First, in terms of standard libraries, you must have autotools, libtool, and Boost. If you are on Ubuntu/Debian linux, you can install them below:
$ sudo apt-get install autotools libtool libboost-all
You must install Eigen and cnn separately. Follow the directions on the
cnn page, which also explain about installing Eigen.
Note that at the moment, lamtram only works with the "v2" branch of cnn, so please
use the v2 branch, which can be checked out by typing git fetch origin v2
and
git checkout v2
after cloning.
Once these two packages are installed, run the following commands, specifying the correct paths for cnn and Eigen.
$ autoreconf -i
$ ./configure --with-cnn=/path/to/cnn --with-eigen=/path/to/eigen
$ make
In the instructions below, you can see how to use lamtram to train and use language models, translation models, or text classifiers.
If you have any trouble in install or usage of lamtram, please contact the lamtram-users group or file an issue on the github page. In addition to the usage info below, you can also take a look at the nmt-tips tutorial on building strong neural machine translation systems.

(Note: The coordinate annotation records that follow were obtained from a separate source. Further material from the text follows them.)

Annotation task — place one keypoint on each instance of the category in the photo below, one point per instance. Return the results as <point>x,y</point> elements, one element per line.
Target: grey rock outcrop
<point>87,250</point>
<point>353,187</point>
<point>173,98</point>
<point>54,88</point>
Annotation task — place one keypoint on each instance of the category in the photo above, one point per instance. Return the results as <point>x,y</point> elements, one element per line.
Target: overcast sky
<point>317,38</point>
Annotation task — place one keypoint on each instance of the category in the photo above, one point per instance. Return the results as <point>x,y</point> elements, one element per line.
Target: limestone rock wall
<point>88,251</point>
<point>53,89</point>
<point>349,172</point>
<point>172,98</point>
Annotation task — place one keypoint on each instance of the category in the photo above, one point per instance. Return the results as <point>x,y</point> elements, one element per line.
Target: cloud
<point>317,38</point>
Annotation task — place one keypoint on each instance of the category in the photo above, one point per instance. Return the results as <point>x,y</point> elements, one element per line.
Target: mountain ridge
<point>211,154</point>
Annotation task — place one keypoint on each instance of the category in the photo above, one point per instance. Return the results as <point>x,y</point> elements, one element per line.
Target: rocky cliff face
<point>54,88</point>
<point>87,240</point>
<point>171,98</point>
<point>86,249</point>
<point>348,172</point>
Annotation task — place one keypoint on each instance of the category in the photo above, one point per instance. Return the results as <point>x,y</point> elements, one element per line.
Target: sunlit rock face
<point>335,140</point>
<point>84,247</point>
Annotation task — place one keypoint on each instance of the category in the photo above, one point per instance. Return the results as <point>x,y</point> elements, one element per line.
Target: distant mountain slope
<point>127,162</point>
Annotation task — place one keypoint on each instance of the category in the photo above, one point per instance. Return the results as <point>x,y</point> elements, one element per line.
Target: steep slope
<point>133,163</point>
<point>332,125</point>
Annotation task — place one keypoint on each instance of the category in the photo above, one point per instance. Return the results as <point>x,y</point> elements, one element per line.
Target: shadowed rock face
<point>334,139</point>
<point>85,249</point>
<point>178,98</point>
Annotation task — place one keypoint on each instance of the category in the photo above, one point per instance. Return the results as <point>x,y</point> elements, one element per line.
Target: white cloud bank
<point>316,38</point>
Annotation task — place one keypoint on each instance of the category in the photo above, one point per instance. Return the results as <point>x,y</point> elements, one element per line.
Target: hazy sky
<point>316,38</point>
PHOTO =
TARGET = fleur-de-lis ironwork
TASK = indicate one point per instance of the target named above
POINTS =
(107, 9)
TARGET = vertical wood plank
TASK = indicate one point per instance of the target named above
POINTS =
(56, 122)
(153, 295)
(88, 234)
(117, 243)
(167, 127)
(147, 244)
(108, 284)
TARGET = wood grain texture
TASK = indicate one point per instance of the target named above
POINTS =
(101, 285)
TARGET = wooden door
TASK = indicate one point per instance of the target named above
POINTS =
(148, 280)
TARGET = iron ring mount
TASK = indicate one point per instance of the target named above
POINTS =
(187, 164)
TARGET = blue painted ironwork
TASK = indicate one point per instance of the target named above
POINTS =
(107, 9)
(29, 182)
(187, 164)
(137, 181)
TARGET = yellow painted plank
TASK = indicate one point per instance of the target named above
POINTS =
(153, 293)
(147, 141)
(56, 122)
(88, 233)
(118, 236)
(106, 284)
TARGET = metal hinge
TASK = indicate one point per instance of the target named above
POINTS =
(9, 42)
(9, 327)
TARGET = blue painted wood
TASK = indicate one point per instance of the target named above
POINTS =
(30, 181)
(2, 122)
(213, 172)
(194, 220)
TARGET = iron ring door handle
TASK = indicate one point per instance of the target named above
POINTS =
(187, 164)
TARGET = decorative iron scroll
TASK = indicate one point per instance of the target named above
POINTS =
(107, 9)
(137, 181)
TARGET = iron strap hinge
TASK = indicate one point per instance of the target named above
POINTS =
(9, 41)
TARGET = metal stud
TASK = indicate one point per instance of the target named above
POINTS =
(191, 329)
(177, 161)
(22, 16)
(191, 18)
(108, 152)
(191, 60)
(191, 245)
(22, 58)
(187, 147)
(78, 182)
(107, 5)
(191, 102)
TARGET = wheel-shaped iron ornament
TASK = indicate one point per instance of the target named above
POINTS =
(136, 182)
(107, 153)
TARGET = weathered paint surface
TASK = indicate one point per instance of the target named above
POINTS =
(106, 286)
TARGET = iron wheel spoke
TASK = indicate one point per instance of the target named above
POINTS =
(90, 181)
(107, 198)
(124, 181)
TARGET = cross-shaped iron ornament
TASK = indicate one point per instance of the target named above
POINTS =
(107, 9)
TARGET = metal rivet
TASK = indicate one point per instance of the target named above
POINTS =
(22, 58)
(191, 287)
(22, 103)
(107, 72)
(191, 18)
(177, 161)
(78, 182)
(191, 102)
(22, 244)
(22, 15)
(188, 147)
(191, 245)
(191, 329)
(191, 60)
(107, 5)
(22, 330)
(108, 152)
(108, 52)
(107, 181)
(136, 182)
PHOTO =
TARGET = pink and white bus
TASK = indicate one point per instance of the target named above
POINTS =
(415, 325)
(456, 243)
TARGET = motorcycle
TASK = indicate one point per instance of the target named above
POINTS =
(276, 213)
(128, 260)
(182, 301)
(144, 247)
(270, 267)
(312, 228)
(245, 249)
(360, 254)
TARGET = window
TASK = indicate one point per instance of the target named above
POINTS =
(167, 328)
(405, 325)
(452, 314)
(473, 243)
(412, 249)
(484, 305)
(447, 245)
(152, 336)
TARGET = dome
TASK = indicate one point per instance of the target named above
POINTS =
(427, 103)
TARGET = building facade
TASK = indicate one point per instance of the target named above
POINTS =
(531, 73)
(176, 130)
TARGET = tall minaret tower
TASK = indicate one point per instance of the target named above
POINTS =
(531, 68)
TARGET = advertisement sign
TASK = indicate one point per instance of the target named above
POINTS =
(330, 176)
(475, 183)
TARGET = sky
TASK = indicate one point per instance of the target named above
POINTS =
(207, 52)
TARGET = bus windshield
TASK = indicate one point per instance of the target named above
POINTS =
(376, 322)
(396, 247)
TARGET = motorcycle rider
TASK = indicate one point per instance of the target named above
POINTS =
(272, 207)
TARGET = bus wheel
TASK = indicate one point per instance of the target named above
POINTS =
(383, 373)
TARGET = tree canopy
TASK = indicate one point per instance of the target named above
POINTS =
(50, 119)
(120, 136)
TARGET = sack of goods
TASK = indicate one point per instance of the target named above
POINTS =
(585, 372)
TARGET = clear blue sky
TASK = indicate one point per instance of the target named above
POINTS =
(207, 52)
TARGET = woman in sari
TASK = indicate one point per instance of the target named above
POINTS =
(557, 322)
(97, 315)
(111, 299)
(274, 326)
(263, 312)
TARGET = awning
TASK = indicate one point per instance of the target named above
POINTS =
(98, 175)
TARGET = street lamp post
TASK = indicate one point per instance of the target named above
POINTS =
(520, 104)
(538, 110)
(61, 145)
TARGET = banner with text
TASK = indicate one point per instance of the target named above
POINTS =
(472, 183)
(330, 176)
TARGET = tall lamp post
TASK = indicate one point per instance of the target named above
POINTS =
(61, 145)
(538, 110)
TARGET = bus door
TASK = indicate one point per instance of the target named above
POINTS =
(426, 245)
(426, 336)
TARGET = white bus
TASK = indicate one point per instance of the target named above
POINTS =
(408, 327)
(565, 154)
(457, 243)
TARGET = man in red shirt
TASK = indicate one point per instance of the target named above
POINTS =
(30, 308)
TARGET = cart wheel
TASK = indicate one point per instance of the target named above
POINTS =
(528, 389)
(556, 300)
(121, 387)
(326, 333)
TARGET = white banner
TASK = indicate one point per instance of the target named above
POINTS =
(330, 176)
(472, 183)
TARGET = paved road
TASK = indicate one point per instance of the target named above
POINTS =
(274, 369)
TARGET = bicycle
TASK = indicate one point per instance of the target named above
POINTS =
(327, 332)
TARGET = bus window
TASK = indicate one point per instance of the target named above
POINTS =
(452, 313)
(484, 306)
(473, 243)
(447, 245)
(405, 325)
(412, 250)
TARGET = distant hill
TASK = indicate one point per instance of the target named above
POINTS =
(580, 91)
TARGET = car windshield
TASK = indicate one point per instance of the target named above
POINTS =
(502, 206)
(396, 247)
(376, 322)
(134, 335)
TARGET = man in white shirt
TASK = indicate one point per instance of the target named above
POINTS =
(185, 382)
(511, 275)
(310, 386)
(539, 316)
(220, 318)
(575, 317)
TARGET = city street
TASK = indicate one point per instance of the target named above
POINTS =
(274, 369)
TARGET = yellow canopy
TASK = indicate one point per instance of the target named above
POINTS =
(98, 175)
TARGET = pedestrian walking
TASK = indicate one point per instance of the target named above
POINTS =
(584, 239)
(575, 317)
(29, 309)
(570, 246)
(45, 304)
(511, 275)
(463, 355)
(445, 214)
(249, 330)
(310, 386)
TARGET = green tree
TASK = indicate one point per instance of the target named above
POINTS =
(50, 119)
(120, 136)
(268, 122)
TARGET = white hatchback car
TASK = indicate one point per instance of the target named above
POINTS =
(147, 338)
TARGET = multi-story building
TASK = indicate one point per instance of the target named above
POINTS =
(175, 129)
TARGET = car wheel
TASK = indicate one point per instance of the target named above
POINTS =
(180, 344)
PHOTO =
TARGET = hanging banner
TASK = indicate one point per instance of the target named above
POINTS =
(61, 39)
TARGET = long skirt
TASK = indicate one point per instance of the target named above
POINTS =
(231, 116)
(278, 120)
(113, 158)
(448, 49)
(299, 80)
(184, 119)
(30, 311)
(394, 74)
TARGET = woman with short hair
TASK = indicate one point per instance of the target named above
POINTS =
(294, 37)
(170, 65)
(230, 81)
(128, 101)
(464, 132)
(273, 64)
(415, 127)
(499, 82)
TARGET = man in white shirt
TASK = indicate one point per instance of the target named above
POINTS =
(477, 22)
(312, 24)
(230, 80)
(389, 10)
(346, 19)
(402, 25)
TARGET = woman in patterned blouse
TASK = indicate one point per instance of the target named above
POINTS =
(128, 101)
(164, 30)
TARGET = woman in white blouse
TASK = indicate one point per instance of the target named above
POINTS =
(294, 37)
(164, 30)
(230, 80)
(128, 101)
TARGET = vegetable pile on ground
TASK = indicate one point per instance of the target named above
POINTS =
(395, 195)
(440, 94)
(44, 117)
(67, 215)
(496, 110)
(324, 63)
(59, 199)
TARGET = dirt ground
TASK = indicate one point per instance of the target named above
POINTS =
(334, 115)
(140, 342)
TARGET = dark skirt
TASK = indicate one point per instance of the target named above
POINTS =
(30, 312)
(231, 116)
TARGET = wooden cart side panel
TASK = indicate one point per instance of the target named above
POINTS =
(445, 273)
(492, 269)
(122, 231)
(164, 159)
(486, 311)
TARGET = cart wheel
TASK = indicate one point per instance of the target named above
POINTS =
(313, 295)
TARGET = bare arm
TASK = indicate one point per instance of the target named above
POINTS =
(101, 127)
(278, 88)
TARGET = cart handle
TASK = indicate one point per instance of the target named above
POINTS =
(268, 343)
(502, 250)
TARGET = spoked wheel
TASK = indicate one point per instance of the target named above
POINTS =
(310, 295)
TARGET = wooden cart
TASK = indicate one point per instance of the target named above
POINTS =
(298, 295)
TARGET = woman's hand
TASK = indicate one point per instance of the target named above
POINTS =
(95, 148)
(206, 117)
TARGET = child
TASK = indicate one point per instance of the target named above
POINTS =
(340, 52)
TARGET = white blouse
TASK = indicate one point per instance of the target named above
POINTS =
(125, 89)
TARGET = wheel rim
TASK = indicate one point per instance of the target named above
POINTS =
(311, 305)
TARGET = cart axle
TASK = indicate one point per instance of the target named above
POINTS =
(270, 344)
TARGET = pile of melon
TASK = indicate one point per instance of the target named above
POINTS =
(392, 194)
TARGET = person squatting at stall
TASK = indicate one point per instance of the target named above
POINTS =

If you want to use lamtram in your research and want a citation, feel free to use the following reference:
@misc{neubig15lamtram,
author = {Graham Neubig},
title = {lamtram: A Toolkit for Language and Translation Modeling using Neural Networks},
howpublished = {http://www.github.com/neubig/lamtram},
year = {2015}
}
To train a language model, you should prepare a training data set train.txt and
a development data set dev.txt. Before running training, you should decide a
vocabulary that you want to use, and replace all words outside of the vocabulary
with the symbol ''. The easiest way to do this is with the script/unk-single.pl
script.
$ script/unk-single.pl < train.txt > train.unk
Then, we can perform training with lamtram-train
. Here is a typical way to run it
with options:
$ src/lamtram/lamtram-train \
--model_type nlm \ # Train a neural language model
--context 2 \ # Use a 2-gram context
--layers "lstm:100:1" \ # Create a single 100-node LSTM layer
--trainer sgd \ # Use sgd for training models
--learning_rate 0.1 \ # Set learning rate to 0.1
--seed 0 \ # A random seed, or 0 for a different seed every run
--train_trg train.unk \ # Specify the training file
--dev_trg dev.txt \ # Specify the development file
--model_out langmodel.out
Training will take a long time (at least until the "speed improvements" below are finished), so try it out on a small data set first. As soon as one iteration finishes, the model will be written out, so you can use the model right away.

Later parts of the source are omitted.